Die Greenbone Cloud Services (GCS) bietet einen technisch hochwertigen, einfach zu nutzenden Service rund um das Schwachstellenmanagement.

Die GCS prüfen Ihre IT-Infrastruktur in wenigen Schritten auf Sicherheitslücken und liefert im Anschluss einen Bericht über alle gefundenen Schwachstellen, sortiert nach Schweregrad.

Dazu bieten die GCS vordefinierte Pakete für Unternehmen unterschiedlicher Größen an, um 10 – 100 externe IP-Adressen pro Monat und/oder 50 – 100.000 interne IP-Adressen pro Monat zu scannen.

Kleinstunternehmen mit hohem Sicherheitsbedarf können die GCS genauso im Self-Service benutzen wie große und mittelständische Firmen oder Städte und Gemeinden.

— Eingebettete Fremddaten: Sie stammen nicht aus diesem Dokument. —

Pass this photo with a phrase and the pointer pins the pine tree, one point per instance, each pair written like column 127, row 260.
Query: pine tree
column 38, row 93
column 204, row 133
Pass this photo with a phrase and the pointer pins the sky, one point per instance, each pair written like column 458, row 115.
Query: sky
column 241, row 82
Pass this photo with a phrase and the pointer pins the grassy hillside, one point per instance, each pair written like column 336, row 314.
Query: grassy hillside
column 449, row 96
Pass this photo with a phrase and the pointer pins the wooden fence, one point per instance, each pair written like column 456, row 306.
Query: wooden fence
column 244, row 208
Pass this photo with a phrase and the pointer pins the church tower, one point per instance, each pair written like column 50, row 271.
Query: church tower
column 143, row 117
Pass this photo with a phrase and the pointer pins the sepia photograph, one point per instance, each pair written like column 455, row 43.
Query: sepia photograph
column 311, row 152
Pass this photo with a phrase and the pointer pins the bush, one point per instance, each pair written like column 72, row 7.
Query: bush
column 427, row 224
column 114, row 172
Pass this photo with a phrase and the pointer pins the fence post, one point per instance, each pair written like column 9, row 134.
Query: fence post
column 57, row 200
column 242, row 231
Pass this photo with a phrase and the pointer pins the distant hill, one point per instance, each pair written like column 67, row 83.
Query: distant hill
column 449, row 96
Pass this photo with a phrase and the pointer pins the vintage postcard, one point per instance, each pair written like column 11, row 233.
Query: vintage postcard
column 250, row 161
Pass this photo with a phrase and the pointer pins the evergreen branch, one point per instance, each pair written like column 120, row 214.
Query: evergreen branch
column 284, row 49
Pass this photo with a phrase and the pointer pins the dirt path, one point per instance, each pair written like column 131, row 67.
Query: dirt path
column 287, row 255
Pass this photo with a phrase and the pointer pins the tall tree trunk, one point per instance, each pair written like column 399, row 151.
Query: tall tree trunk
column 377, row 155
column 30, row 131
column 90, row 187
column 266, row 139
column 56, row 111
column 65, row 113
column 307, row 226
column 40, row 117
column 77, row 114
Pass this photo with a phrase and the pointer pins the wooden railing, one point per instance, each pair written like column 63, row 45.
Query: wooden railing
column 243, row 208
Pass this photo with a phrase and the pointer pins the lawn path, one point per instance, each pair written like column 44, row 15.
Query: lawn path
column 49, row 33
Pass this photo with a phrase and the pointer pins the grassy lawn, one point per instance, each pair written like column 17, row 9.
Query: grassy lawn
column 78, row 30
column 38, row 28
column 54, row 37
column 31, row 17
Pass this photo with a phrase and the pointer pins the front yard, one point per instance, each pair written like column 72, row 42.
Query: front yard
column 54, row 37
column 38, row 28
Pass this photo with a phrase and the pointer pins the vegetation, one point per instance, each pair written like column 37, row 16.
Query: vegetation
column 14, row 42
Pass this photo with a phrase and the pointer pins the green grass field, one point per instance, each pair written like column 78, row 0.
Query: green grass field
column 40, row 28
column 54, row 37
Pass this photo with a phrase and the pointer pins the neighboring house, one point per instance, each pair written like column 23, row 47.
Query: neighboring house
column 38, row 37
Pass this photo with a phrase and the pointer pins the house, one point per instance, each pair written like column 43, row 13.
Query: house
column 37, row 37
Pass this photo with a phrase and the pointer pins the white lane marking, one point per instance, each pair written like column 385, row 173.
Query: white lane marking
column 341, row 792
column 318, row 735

Nutzer loggen sich hierzu mit ihren Zugangsdaten ein und können anschließend ortsungebunden mit den GCS arbeiten. Dabei können sowohl die öffentlichen IP-Dienste (WWW-Server, E-Mail-Server, usw.) als auch interne Netze überprüft werden. Die Pakete sind als Abos strukturiert und können monatlich gekündigt oder verändert werden.